La servante balança un instant, puis répondit sur le ton de la confidence :
-« D'humeur... Enfin, vous la connaissez. On ne sait jamais, mais plus... enfin, moins mauvaise que ce que vous semblez croire. »
Les traits de Della se détendirent, dans le temps où elle lâcha un léger soupir.
-« Merci...J'y vais donc. »
Et poussant le second huis qui retenait sur le cloître l'air mordant de l'hiver* :
-« Votre Grâce ? Béatrice ? Puis-je entrer ? »
-« Ah, Mademoiselle de Volvent », sourit la Duchesse d'une voix aimablement ironique en relevant la tête,« entrez, oui, entrez ! Et asseyons-nous près du feu, voulez-vous ? »
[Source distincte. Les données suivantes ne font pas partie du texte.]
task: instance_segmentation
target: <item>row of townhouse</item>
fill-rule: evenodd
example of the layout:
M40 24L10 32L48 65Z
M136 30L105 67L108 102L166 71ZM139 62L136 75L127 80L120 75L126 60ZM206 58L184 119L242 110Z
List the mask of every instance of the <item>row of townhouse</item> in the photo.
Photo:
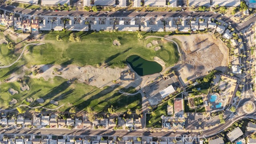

Della s'inclina en une circonstance de rigueur, et rejoignit sa suzeraine près de l'âtre, dans un fauteuil à haut dossier, tout en commentant le climat, comme l'on fait toujours, lorsqu'on ignore que dire, ou pour écarter de la conversation un sujet par trop embarrassant.
-« Avec plaisir, il fait si froid, je suis frigorifiée » - petit frottement de mains pour joindre le geste à la parole - « Comment allez-vous, Béatrice ? »
-« Oh, bien, bien... Votre courrier est arrivé ce matin. Intéressant... Très intéressant... »
-« Ah oui ? Ah...vraiment ? Oh je féliciterai comme il se doit mon messager...Vous le trouvez vraiment intéressant ? Ce projet trouve un écho en vos idées ? »
-« Non pas un écho, mais plusieurs... Le projet n'est pas mauvais, même si nous imaginions meilleurs partis pour nos vassales. Des barons, au moins... Mais nous écrirons à la Duchesse d'Amboise. C'est une personne aimable, il ne coûtera rien d'en discuter. Enfin, l'idée de perdre Elinor n'est pas forcément pour nous enchanter, du moins ne l'attendions-nous pas si vite... Nous avions d'autres projets, avant celui-là... »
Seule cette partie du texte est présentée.